Species of New World monkey

The red-mantled saddle-back tamarin (Leontocebus lagonotus) is a species of saddle-back tamarin, a type of small monkey from South America. The red-mantled saddle-back tamarin was formerly considered to be a subspecies of the brown-mantled tamarin, L. fuscicollis.

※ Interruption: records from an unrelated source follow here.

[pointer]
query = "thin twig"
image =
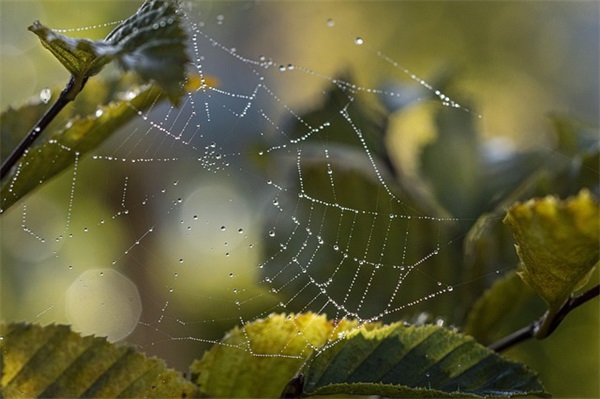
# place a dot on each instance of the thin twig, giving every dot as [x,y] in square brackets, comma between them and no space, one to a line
[529,331]
[66,96]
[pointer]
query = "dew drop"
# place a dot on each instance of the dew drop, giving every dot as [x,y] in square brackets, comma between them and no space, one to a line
[45,95]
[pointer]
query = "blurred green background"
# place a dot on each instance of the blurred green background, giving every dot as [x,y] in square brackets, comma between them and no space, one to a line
[512,63]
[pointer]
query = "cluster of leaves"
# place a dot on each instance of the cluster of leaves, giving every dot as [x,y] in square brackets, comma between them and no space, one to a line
[306,354]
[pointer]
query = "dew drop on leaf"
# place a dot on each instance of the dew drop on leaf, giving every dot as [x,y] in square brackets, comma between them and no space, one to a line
[45,95]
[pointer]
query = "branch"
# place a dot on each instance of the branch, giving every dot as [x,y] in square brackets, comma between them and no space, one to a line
[530,331]
[66,96]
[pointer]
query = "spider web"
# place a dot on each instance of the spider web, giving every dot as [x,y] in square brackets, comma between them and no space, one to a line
[245,200]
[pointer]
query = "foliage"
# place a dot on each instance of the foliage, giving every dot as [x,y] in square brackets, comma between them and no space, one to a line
[54,362]
[307,354]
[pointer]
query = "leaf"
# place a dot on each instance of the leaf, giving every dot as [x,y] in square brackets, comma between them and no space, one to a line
[54,362]
[499,310]
[411,361]
[152,43]
[81,57]
[66,145]
[260,358]
[557,242]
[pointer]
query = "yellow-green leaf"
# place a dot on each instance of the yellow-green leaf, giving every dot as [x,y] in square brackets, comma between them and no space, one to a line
[54,362]
[558,244]
[64,146]
[258,359]
[152,43]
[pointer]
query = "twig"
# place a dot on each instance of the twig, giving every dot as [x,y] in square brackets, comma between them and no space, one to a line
[69,93]
[529,331]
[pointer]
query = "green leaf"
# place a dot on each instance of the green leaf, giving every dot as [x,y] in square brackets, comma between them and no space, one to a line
[68,143]
[497,312]
[416,361]
[260,358]
[152,43]
[557,242]
[81,57]
[54,362]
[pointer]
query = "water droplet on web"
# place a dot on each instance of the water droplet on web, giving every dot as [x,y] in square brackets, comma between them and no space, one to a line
[45,95]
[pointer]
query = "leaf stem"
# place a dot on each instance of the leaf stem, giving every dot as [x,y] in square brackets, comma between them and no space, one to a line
[530,330]
[69,93]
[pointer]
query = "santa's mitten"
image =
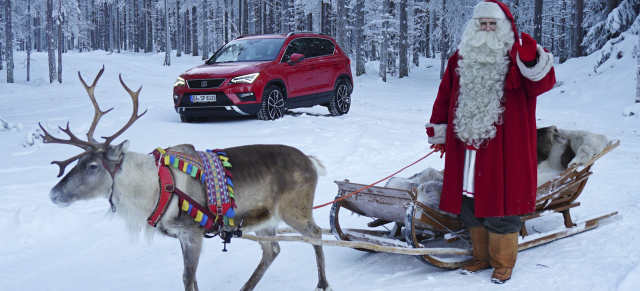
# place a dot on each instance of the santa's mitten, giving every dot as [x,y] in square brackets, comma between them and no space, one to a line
[527,49]
[438,148]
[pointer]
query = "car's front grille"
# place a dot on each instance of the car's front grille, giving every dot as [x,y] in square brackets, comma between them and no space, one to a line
[221,100]
[205,83]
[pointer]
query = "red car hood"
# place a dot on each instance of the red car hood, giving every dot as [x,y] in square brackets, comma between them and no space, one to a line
[223,70]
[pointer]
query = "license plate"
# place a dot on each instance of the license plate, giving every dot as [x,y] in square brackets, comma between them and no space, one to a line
[203,98]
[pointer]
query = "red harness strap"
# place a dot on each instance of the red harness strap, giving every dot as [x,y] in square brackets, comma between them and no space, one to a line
[167,187]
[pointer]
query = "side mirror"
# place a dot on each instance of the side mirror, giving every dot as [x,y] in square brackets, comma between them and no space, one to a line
[296,58]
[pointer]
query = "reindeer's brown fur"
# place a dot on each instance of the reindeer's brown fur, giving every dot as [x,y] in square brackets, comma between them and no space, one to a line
[272,183]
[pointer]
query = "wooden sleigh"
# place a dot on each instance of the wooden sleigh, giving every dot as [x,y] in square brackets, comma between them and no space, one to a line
[417,226]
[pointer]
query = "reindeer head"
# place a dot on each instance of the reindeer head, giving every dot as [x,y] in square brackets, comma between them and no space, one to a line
[98,164]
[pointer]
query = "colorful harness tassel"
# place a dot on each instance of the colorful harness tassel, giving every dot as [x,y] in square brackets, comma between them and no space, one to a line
[217,177]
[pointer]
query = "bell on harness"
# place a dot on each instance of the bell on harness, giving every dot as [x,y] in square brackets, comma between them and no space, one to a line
[227,235]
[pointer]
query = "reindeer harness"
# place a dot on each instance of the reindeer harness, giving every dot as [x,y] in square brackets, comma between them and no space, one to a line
[210,168]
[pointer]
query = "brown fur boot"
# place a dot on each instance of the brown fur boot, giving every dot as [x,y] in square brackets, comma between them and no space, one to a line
[480,244]
[503,251]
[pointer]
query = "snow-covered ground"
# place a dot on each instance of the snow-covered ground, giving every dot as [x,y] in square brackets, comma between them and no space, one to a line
[44,247]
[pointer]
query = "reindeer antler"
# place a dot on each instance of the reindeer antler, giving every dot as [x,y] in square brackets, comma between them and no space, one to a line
[73,140]
[90,145]
[98,113]
[134,115]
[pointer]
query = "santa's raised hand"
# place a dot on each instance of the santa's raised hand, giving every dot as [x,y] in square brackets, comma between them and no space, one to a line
[527,48]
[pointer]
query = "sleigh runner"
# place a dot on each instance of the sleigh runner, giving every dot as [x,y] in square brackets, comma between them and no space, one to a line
[419,226]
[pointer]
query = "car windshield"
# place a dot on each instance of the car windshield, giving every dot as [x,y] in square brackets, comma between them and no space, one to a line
[248,50]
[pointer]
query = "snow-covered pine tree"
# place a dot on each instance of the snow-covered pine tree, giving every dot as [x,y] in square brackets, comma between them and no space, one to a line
[51,43]
[8,31]
[359,37]
[616,22]
[167,40]
[384,40]
[403,46]
[205,30]
[28,49]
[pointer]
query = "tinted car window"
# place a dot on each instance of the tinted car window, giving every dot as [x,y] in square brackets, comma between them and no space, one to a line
[296,46]
[320,47]
[248,51]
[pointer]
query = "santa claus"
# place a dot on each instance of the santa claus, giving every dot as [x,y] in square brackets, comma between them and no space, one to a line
[484,119]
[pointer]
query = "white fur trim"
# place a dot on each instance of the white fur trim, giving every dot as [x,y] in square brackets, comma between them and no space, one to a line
[440,133]
[541,69]
[488,10]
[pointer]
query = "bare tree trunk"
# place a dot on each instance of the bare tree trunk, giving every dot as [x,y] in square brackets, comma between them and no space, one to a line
[341,23]
[245,17]
[51,43]
[579,31]
[360,69]
[194,31]
[384,45]
[444,40]
[167,40]
[638,75]
[60,40]
[537,21]
[1,51]
[187,32]
[403,39]
[205,30]
[178,30]
[9,41]
[325,23]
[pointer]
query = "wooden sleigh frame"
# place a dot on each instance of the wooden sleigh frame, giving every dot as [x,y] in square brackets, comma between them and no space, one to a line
[418,226]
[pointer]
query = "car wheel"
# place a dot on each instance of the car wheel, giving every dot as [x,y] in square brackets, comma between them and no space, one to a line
[185,118]
[273,104]
[341,101]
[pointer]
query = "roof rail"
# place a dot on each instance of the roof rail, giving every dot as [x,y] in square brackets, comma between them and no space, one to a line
[244,35]
[303,32]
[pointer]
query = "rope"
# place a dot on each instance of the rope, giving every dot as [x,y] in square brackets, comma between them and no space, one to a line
[371,185]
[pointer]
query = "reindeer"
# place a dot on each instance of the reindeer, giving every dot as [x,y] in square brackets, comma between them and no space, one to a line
[272,183]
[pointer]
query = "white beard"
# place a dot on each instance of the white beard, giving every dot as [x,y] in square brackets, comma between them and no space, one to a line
[482,69]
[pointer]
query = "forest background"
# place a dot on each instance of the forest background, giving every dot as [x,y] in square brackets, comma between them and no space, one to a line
[395,32]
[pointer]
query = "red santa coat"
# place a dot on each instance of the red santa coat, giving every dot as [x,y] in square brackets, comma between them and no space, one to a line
[506,166]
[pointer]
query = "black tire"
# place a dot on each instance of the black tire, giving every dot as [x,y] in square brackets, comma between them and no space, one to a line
[273,104]
[185,118]
[341,101]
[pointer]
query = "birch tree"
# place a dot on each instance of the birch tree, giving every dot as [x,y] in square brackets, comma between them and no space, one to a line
[578,34]
[359,30]
[9,40]
[638,70]
[205,30]
[28,40]
[51,43]
[403,48]
[167,40]
[384,41]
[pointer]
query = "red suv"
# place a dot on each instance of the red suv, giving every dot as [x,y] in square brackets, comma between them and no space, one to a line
[265,74]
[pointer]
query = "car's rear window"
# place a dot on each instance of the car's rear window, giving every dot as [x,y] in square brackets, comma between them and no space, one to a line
[248,50]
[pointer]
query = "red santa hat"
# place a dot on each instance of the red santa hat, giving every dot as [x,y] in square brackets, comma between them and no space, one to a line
[498,10]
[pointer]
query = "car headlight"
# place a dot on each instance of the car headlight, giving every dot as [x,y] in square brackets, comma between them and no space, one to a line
[179,82]
[248,79]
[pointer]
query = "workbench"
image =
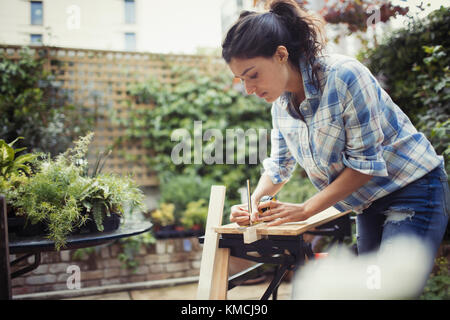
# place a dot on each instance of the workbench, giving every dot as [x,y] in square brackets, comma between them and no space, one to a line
[281,245]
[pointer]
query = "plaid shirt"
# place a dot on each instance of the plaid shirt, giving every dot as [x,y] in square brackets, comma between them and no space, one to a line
[352,122]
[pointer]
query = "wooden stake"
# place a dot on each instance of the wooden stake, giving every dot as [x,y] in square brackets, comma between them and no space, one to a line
[213,279]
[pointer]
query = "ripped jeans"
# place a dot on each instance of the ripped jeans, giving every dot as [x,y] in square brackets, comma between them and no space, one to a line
[420,208]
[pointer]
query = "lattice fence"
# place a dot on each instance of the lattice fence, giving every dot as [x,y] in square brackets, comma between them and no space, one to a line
[99,79]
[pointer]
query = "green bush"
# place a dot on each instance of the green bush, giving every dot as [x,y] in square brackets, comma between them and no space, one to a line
[158,110]
[402,52]
[32,106]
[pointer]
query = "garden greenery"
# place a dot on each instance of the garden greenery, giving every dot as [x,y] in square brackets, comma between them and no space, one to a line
[158,109]
[413,66]
[34,107]
[62,195]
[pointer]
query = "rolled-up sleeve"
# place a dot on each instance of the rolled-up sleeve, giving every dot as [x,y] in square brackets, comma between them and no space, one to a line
[281,163]
[360,94]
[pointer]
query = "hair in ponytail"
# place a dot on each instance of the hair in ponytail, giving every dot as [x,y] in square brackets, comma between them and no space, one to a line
[259,34]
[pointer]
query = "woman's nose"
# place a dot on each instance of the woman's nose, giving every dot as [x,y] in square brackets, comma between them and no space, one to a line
[249,88]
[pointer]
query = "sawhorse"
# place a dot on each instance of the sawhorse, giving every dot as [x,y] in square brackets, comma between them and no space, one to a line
[281,245]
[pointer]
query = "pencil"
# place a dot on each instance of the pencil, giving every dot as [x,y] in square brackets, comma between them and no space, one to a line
[249,201]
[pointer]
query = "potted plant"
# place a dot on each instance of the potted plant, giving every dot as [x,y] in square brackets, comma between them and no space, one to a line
[163,219]
[63,196]
[194,217]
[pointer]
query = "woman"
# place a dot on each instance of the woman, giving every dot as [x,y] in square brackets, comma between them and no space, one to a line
[331,116]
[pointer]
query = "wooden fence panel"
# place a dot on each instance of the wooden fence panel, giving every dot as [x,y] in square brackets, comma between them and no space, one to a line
[100,79]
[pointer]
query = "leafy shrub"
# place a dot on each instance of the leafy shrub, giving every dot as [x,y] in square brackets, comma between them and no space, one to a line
[158,109]
[437,287]
[31,106]
[62,195]
[403,51]
[195,214]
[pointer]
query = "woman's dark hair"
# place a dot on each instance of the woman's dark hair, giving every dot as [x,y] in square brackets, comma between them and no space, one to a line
[259,35]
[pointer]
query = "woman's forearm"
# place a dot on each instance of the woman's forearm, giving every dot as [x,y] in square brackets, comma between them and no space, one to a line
[265,187]
[345,184]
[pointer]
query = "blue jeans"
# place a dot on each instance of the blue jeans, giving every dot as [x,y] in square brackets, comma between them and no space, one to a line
[420,208]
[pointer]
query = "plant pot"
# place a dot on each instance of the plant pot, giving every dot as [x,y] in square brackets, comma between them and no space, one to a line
[19,226]
[110,223]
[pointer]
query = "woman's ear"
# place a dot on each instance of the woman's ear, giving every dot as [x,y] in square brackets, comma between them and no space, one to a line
[281,54]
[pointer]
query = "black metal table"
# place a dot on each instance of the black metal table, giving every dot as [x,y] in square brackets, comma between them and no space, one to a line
[33,246]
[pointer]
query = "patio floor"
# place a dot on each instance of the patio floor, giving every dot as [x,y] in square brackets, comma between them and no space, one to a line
[189,292]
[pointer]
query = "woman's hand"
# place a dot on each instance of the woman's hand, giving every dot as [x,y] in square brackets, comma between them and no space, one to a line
[281,212]
[239,214]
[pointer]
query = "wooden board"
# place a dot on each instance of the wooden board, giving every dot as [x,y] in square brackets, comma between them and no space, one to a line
[212,283]
[288,229]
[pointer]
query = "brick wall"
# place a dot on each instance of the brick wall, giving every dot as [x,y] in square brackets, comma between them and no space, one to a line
[167,258]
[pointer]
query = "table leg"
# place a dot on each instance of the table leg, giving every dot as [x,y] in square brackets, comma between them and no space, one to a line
[219,285]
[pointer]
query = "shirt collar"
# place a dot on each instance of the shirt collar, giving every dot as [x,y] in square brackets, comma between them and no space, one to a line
[311,92]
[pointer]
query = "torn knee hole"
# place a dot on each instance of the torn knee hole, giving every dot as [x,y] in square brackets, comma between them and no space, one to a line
[397,215]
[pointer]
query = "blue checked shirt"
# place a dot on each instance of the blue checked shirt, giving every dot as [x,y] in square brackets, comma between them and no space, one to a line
[351,123]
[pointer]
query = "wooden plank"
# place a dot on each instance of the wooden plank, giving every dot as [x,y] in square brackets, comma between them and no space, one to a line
[287,229]
[5,269]
[219,284]
[211,256]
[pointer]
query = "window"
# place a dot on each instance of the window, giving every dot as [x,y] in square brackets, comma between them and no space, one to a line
[130,11]
[36,13]
[36,39]
[130,41]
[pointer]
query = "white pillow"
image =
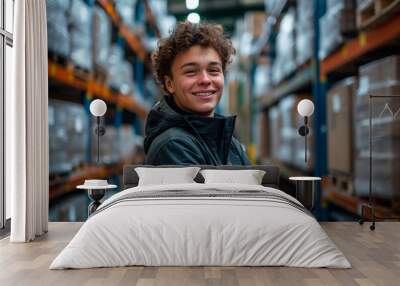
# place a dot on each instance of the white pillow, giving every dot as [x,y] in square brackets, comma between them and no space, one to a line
[248,177]
[163,176]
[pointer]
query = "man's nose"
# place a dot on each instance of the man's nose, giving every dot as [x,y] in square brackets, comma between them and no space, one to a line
[204,78]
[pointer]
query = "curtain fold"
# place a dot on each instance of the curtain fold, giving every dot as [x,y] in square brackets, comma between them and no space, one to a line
[26,124]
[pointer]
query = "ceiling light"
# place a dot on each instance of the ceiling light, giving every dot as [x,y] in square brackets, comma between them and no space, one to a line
[192,4]
[194,18]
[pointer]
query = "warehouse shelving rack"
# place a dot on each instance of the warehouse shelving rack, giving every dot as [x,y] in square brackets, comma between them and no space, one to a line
[300,80]
[318,76]
[63,75]
[353,53]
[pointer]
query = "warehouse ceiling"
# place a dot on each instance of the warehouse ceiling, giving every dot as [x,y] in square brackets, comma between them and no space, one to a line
[224,12]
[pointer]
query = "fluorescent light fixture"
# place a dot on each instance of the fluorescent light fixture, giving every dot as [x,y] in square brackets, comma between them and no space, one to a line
[192,4]
[194,18]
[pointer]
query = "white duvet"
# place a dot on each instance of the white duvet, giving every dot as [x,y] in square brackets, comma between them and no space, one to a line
[183,231]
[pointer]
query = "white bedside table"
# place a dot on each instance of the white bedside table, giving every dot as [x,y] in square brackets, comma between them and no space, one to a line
[96,190]
[305,190]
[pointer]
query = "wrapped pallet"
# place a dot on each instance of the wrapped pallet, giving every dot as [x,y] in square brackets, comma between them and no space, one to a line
[57,27]
[340,131]
[101,39]
[68,136]
[338,22]
[304,31]
[120,71]
[380,78]
[285,61]
[274,132]
[80,19]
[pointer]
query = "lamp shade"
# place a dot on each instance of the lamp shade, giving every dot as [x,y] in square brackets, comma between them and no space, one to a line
[305,107]
[98,107]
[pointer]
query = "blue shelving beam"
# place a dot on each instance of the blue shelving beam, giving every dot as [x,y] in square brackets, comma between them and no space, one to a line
[319,117]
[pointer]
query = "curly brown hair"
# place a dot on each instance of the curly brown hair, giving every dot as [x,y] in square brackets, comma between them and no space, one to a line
[183,37]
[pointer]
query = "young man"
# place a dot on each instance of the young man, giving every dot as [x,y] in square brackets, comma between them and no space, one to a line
[182,128]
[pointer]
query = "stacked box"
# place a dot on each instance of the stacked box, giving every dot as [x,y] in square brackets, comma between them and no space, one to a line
[379,78]
[304,31]
[262,78]
[274,132]
[340,143]
[120,71]
[338,21]
[126,9]
[68,135]
[109,143]
[57,27]
[80,19]
[285,61]
[254,22]
[101,38]
[164,21]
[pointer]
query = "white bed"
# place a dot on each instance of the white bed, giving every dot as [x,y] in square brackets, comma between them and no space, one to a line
[225,225]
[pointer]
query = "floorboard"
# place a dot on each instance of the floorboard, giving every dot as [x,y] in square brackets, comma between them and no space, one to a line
[374,255]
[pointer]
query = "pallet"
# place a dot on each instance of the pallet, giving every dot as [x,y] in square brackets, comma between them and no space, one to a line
[342,183]
[373,12]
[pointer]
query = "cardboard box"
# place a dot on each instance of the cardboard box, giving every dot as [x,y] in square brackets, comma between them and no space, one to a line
[339,119]
[255,23]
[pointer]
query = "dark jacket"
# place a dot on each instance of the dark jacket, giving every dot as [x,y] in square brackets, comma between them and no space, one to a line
[174,137]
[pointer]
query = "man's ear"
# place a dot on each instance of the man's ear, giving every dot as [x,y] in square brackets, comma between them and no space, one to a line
[169,84]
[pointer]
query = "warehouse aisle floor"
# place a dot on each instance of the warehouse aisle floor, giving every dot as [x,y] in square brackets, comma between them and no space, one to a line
[374,255]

It lives in Ecuador and Peru and its type locality is in Peru, near the confluence of the Amazon River and the Napo River.

The red-mantled saddle-back tamarin has a head and body length of between 220 mm and 270 mm with a tail length between 275 mm and 330 mm long. It weighs between 350 g and 400 g.

The IUCN rates it as least concern from a conservation standpoint.